By: Harsh Arora, Partner in Kelley Kronenberg’s Fort Lauderdale office focusing his practice on business litigation and handling complex and international corporate transaction matters. He has represented multinational businesses as their outside general counsel.

The health of a business is directly associated with the health of its employees, suppliers, and customers, and as such, business must prepare for the impacts from this COVID-19 pandemic, ranging from supply chain interruption to employment issues. Businesses should:

1. Review all contracts with suppliers and customers to evaluate whether such contracts contain protective provisions such as force majeure or indemnification that will provide some relief as to the performance obligations. If there are no protections available under a contract, businesses should proactively seek amendments or written extensions for performance.

2. Check if the business has a fully comprehensive business continuity plan in place to identify threats to the operations of the business and provides mitigation methods which would allow businesses to continue essential operations and functions.

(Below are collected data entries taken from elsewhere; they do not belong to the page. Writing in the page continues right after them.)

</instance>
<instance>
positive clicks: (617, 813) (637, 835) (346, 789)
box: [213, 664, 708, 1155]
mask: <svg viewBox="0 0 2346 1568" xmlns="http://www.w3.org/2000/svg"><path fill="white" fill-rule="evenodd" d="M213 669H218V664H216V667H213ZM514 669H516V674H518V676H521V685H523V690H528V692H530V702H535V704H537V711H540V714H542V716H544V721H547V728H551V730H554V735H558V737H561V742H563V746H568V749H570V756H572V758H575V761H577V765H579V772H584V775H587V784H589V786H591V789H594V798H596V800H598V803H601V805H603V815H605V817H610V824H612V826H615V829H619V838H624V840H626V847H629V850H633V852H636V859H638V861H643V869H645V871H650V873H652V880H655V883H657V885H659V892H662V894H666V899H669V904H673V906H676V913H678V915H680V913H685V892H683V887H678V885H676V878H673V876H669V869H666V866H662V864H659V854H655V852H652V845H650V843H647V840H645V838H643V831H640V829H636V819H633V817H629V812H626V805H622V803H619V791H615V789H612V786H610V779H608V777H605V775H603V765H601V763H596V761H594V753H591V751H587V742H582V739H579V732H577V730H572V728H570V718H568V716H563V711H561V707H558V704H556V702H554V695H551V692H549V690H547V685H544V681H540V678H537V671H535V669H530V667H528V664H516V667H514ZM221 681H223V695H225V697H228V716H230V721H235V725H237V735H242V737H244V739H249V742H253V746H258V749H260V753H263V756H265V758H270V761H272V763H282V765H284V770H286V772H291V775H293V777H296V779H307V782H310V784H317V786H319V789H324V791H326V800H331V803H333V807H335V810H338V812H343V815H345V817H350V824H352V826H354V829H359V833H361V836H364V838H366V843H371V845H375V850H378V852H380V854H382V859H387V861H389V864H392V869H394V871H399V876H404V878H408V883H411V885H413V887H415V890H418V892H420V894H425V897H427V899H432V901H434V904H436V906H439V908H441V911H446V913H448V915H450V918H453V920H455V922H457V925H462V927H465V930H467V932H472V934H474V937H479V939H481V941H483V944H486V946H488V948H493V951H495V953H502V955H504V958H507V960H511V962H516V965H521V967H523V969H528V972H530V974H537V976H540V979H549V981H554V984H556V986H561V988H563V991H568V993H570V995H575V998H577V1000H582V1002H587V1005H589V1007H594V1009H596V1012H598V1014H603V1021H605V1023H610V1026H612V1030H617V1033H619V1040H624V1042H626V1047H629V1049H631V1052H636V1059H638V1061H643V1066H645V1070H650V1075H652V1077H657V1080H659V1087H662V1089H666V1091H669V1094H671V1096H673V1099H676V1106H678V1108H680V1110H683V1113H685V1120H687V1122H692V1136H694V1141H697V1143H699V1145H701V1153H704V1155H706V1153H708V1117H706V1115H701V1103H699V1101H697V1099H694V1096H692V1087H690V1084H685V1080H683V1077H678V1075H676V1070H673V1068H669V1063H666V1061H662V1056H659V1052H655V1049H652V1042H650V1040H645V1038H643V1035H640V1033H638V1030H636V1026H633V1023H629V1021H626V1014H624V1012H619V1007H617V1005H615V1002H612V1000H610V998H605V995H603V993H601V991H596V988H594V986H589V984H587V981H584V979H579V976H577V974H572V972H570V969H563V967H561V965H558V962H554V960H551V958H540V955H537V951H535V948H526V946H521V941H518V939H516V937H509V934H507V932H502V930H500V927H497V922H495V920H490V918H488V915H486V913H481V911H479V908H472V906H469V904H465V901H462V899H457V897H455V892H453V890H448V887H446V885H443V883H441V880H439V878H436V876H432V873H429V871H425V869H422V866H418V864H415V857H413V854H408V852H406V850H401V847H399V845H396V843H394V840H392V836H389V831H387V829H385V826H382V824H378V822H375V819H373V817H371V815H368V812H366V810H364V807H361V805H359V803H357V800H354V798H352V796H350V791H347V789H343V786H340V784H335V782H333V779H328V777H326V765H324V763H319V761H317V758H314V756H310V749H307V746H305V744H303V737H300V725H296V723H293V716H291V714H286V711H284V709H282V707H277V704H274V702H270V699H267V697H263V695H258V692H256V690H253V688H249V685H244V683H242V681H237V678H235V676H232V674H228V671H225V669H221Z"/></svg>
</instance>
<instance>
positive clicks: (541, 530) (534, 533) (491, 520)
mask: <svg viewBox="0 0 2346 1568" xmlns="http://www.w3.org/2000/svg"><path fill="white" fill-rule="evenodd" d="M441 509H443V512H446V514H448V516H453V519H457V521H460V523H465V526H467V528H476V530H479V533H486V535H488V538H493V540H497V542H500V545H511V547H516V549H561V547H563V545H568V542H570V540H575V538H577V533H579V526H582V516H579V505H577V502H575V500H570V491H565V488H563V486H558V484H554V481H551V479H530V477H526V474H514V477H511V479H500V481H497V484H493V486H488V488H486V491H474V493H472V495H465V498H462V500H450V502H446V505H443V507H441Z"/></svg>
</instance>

3.  Review internal policies and procedures to combat potential issues relating to a COVID-19 outbreak relating to employees.

  • If no policies or procedures exist, then businesses should create, establish, and implement such policies and procedures.
  • The business’ policies and procedures should educate the employees, as well as provide the necessary tools to provide a sanitary workplace.

4. Check if business interruption insurance policies are in place, and if so, review same for coverage options.

5. Keep up to date and stay informed due to the ever-changing effects of COVID-19 in order to prepare for potential damages, mitigate risks and damages, and to prepare for the potential for disruption of operations.

Disclaimer: This article is intended to provide you with general information regarding the impact of a potential or actual coronavirus pandemic. The contents of this article are not intended to provide specific legal advice.